大切な人を守るために
次の日私は釈放され、アデレードの家に帰ってきた。
地下牢で冷えた身体が熱を出して、ふらふらになってなんとか立っていた私を出迎えたクロードはいたわり、しばらくは部屋で養生するようにと言っていた。
貴族の家の者が地下牢に入れられたなんて最大級に不名誉なことだ。
実際、少しは改善された使用人の態度はまた悪化した。
部屋で休んでいる間、何人かの使用人が食事を持ってきたが、皆一言もしゃべらずすぐに立ち去っていく。
そして、当たり前だがセルジュはどこにもいなかった。
二日経ち、ようやく身体が回復してクロードに話を聞きに行く。
私が湖のほとりで捕縛され、地下牢に閉じこめられている間に起こったことはめまぐるしいものだった。
セルジュはドラゴンを呼び、王族を傷つけようとした罪でその場で処刑されるところだった。
だが、レナの一声でそれは覆った。
レナ自身がセルジュの出生を本人から聞いて、彼がもう死に絶えたドラゴンマスターの生き残りだとフェリクス達に伝え、それを国防のために利用すればいいと提案したらしい。エリクが難色を示したが、彼が暴走したときも、レナの聖女の力でドラゴンは滅ぼすことができると自分の力もアピールしてみせた。
その時のレナの様子は、普段とかけ離れて必死だったという。
セルジュはあのとき我を忘れていた。それにこの湖に来ることは学園の意向であったので彼の意志ではない。ドラゴンを使って王族を攻撃しようとあらかじめ計画していたわけではない。

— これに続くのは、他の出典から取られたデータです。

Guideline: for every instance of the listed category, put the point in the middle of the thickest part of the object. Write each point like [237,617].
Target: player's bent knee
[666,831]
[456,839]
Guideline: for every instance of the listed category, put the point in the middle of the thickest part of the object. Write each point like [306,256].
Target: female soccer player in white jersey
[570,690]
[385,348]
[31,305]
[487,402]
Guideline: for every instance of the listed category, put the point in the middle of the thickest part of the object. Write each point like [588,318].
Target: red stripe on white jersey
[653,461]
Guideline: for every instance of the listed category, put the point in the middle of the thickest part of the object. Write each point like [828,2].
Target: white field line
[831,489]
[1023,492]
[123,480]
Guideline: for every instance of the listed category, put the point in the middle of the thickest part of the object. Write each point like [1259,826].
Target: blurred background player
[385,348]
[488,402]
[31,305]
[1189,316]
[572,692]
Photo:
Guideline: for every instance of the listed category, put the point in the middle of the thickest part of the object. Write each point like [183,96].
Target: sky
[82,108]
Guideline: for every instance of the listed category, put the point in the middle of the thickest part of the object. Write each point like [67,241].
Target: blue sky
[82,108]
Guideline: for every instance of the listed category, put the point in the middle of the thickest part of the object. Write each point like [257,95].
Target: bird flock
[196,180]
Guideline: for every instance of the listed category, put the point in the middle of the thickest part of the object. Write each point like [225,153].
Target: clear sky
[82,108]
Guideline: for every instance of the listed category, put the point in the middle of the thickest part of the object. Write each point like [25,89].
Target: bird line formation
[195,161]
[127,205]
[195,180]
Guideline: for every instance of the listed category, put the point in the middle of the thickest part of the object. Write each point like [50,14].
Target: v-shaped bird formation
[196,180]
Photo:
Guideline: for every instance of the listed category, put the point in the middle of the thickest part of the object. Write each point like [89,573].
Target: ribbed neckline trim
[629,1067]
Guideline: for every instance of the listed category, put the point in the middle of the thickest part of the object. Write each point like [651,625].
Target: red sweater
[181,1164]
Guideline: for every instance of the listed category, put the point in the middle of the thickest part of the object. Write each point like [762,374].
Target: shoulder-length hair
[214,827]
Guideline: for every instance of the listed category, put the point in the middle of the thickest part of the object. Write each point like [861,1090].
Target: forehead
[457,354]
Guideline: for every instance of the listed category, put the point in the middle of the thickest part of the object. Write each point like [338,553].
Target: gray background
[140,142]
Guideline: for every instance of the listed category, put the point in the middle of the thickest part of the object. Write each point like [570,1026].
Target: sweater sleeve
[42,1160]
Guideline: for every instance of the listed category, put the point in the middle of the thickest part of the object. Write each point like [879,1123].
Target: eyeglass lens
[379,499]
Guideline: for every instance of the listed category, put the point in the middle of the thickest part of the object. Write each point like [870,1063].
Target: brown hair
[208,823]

セリアがセルジュを連れてきたので、彼女の差し金かもしれないが、そこは本人を取り調べたほうがいい。
そう訴えて、セルジュの存命を主張した。
セルジュが、レナの手に落ちてしまった。
命がつながったことは喜ばしいが、これからは保証されていない。
彼はこれからどんな扱いを受けるかわからない。そう嘆く私に、クロードが言った。
「彼は、セリアを救おうとしてその道を選んだんだ」
「・・・・・・・私を?」
「あのドラゴンの事件は、セリアの差し金かどうかの疑惑が残っていた。主人であるあなたであれば、セルジュの出生の秘密を知っていた可能性があるし、湖に連れてくることもできる。すべて知った上で行ったことではないかと。地下牢で取り調べをすると言ったときに、セルジュが申し出たのだ。自分は何でもするからお嬢様にそのようなことはしないでほしいと。レナの説得とセルジュの懇願で殿下はそれを受け入れた」
「その割に私は地下牢にしばらくいたけれど」
「私は抗議したが、エリクが頑なだったのだ。ことが収まるまでは容疑者として隔離しておこうと」
すべて話を聞き終わり、大きくため息をついた。
「セルジュのこれからの処遇はどうなるの?」
私の問いかけに、クロードは顔をしかめながら答える。
「アデレード家の使用人から、王家の使用人に召し上げられたということになっている。だが、実際は一生日の目を見ないような生活になるだろう。捕虜に近い存在だからな。・・・・・・あなたと会うことはないだろう」
わかってはいたが、いざそれを言われると心臓が刺されるようなショックと悲しみにおそわれる。
この世界で唯一私の手を取ってくれた存在だ。
自分の状況を考えれば、おとなしくしていたほうがいい。主人公と関わるのは命がいくらあっても足りないのはこの前で痛感した。
けれど、もう心の中の本当の気持ちは無視できない。
この世界で彼なしで生きていくことなどできない。
私はクロードに言った。
「このタイミングで話を出すのはさすがに性格悪いと思うけど、今まであなたがしてきたことを一気に精算したい。私の願いにつきあってくれる?」
クロードは突然の提案に面食らうも、苦笑しながら答える。
「セルジュを助けたいということだろう?・・・・・・そんなにあの使用人が大切なんだな」
「彼は私に寄り添ってくれた唯一の人だから」
私の言葉にクロードは考え込み、うなづいた。
「わかった。セルジュを取り戻す方法を考えよう」
提案が通るとは思わず、思わず驚く。
「・・・・・・いいの?アデレード家の立場が悪くなるかもしれない」
クロードは肩をすくめる。
「それは元からだろう?評判の悪い妹に、血がつながっていない跡取り。次期に没落するだろうと言われていたんだ。今更だろう」
クロードはふっきれたような晴れやかな顔をして笑った。今までの彼からは考えられない。
ゲームでも、セリアとしての目線でも見たことがないクロードの姿。
悪役令嬢ルートで、彼の本当の姿を見たことが関係しているのだろうか。
何にせよ、これからはより一層身を引き締めていかねばらない。
相手は主人公とフェリクス。ラスボスに挑むようなものだ。
物語から大きくはずれる展開に、いったい何が待ち受けているのだろう。